I guess you're right in that TeX can't make any use of more than two
sizes of big operators, i.e. the only distinction made when setting
big operators is between \textstyle and \displaystyle.  It is possible
that Mathematica uses a wholly different approach, so that it could
make use of three sizes.  Personally, I think that the design of many
of the big operators in Math2 is really ugly and looks much better if
you fake them by using enlarged sizes of normal textstyle operators.

> Maybe setting up the integrals as delimiters can make the largest size 
> available ... I will have to think further about this approach.

As for big integrals as a delimiters, both Adobe Symbol and Math1
contain pieces to construct an extensible integral (top, bottom,
repeatable piece).  I wonder if we should reserve slots for such a
beast in the MX1 font table.  The problem is that it would have to 
be addressed differently than normal integrals.

> c) A special symbol:

> The is a ``mouth'' like symbol near \approx in the mma fonts, consisting of
> smallfrown over smallsmile. What is it used for?

No idea.  It is interesting, however, that `smile' and `frown' are
grouped with the relation symbols, so that you get `smilefrown' and
`frownsimle' glyphs as well as combinations with equal signs.

> d) \de, \ee, \ie

> There are special symbols for the d in differentials, the base of the 
> natural logarithm and the square root of -1. However, Wolfram's designs are 
> just plain ugly and not supported anywhere else (mathroman type being the 
> design of choice).

I think it is a positive aspect that the Mathematica symbol fonts have
reserved dedicated slots for DifferentialD, ExponentialE, ImaginaryI,
ImaginaryJ, and CapitalDifferentalD in Math1 and Math3.  As for their
designs, it is pretty clear that these symbols (double-struck italics
letters) are intended specifically for use with Mathematica and do not
match the usual typesetting conventions applicable in physics.  It is
only a matter of making a distinction between normal letters and those
that have a specific meaning.  BTW, the Mathematica book mentions that
only the lowercase \pi has reserved meaning by default, while all
other Latin and Greek alphabetic symbols don't have one.

> e) Other

> I found the capital Epsilon (like african open E) also in the mma 
> fonts. Worth considering for the encoding, I think.
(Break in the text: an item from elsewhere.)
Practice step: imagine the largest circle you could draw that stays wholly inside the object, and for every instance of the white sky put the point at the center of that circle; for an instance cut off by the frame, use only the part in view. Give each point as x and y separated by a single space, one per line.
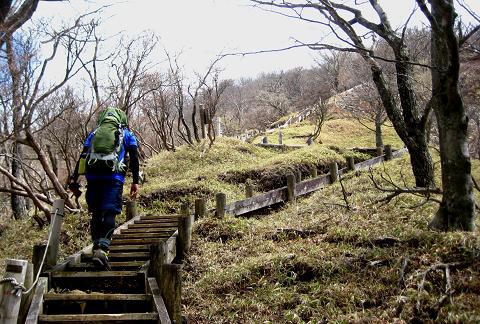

I think this is meant as a symbol to denote some Euler number.
Doesn't Unicode also have a slot for this in the 0x21xx page?


Cheers, Ulrik.


P.S. About \de, \ee, \ie: I don't think these macros are the best
method for encoding the upright d, e, i (although you're advertising
them in your book, Joerg).  If possible, I'd prefer \d, \e, \i
employing a switching macro like

\DeclareProtectedCommand\d{%
	\relax\ifmmode\mathrm{d}\else\expandafter\textd\fi}
\DeclareProtectedCommand\e{%
	\relax\ifmmode\mathrm{e}\else\error\fi}
\DeclareProtectedCommand\i{%
	\relax\ifmmode\mathrm{i}\else\expandafter\texti\fi}
\DeclareProtectedCommand\j{%
	\relax\ifmmode\mathrm{j}\else\expandafter\textj\fi}

where \textd, \texti, \textj refer to the encoding specfic text
symbols normally accessed by \d (dot-under accent), \i or \j.


BTW, the following is what I found in various journal classes:

Elsevier: elsart.cls

\def\d{\,\mathrm{d}}
\def\e{\mathop{\mathrm{e}}\nolimits}

IOP, LaTeX 2e: iopart.cls

\newcommand{\e}{\mathrm{e}}
\newcommand{\rme}{\mathrm{e}}
\newcommand{\rmi}{\mathrm{i}}
\newcommand{\rmd}{\mathrm{d}}

IOP, LaTeX 2.09: ioplppt.sty

\newcommand{\e}{{\mathrm e}}
\let\ii=\i
\renewcommand{\i}{{\mathrm i}}
\let\du=\d
\renewcommand{\d}{{\mathrm d}}